Natalie Elphicke has written to the Home Office asking for clarification on what happens to the boats after they have been recovered from the Channel.
Following storage at a Palmerstone Road warehouse in Whitfield, she had believed that many, if not all, were destroyed.
The immigration department has since admitted to KentOnline that while some are destroyed such as those which are unseaworthy, others are sold at auction - with the proceeds returned to the public purse.
Once criminal proceedings are concluded, some of the seized vessels are also returned their rightful owner in instances where they have been stolen for use in the crossing.
But Mrs Elphicke is still awaiting a response to her letter and is keen to see if the vessels could be used locally by groups such as Walmer RNLI and the Sea Scouts.
She said: "Constituents have suggested to me that the boats should be handed over to the RNLI or another charity, when they are no longer needed as evidence, and then refurbished and auctioned for local charity fundraising or given to the Sea Scouts or Scouts.
"I have recently written to the Home Office regarding disposal of boats and asked them to consider whether the boats and engines could be safely retained and restored rather than destroyed."
It was revealed this week that the inflatable dinghies used by migrants to cross the Channel are being stored on land off Palmerstone Road in Whitfield.
The Home Office would not divulge exactly how many are being stored at the facility, which is located around five miles from the quayside in Dover.
But in pictures, they are piled up to three high and in multiple rows.
It comes after 2,800 migrants have reached the UK so far this year, prompting a warning from Home Secretary Priti Patel that the illegal activity 'cannot go on'.
Last week she visited France and is said to have struck a deal with the country to crack down on migrants arriving in the UK.

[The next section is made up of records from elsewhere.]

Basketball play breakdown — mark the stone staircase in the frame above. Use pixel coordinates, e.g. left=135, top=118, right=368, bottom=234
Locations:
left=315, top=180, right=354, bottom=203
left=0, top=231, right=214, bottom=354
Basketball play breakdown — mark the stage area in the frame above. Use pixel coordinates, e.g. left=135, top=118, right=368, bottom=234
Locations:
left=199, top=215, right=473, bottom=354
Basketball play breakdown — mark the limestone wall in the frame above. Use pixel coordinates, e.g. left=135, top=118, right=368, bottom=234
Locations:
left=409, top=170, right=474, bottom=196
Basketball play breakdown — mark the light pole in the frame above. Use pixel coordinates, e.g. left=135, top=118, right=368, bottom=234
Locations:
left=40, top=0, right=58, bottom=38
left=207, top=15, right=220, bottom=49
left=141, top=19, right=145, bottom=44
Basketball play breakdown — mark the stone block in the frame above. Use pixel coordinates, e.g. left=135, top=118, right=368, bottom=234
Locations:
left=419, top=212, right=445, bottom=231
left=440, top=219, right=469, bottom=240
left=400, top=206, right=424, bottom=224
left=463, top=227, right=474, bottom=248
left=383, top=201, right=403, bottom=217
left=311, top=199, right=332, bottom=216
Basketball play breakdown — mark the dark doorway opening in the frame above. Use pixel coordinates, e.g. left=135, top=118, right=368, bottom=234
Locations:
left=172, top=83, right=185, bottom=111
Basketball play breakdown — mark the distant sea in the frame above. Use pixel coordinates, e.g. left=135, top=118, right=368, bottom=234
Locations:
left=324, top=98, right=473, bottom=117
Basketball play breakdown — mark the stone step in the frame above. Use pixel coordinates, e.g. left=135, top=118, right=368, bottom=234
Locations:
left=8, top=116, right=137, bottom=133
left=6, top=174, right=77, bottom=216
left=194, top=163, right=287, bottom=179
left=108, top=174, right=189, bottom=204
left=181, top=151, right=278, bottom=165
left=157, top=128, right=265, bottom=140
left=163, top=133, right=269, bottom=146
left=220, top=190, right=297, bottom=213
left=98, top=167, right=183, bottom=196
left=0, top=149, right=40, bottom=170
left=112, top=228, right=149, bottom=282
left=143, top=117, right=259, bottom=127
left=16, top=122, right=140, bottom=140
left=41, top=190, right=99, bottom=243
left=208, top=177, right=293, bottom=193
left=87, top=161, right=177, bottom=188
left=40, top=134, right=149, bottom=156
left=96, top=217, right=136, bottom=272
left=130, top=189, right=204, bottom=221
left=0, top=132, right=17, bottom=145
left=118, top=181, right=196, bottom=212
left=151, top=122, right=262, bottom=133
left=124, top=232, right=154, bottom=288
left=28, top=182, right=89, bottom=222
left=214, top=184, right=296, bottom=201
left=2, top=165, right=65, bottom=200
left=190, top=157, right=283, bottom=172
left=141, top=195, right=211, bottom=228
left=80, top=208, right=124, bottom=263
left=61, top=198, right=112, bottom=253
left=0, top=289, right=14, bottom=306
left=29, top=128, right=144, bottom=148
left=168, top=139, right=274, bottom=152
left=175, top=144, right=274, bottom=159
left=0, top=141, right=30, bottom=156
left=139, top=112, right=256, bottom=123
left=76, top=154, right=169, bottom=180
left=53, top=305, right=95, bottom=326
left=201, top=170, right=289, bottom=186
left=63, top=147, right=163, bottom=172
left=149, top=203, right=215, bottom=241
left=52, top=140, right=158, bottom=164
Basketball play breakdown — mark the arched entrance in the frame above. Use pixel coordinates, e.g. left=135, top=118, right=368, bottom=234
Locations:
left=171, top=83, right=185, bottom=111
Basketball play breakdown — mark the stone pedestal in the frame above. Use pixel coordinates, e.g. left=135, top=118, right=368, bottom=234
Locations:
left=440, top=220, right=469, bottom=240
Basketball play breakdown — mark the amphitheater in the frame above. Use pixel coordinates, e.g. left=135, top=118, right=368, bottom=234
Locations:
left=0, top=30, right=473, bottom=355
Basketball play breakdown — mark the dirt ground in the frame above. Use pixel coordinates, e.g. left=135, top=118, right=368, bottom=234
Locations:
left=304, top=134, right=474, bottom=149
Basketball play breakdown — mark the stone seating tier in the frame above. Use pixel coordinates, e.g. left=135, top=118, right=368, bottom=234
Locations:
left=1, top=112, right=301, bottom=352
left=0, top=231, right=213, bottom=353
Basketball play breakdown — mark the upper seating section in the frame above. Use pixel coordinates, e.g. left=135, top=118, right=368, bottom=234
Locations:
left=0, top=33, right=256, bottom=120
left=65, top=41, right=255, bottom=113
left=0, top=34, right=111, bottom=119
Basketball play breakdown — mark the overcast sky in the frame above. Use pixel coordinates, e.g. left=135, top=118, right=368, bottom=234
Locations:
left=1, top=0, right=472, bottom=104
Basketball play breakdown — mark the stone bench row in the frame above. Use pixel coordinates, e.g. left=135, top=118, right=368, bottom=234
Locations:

Minister for Immigration Compliance and the Courts, Chris Philp said: “These crossings are illegally facilitated and no one should be attempting them in the first place.
“The French have stopped thousands of migrants this year and those who reach the UK via this route are being returned.
"But we are pressing the French government for stronger enforcement measures, including interceptions at sea and direct returns of boats.
“We are also taking action to prevent boats from launching, including setting up a joint intelligence cell, to go after the criminals behind these crossings.
"This year, 22 people smugglers have been jailed and earlier this week our investigations resulted in 10 more arrests.”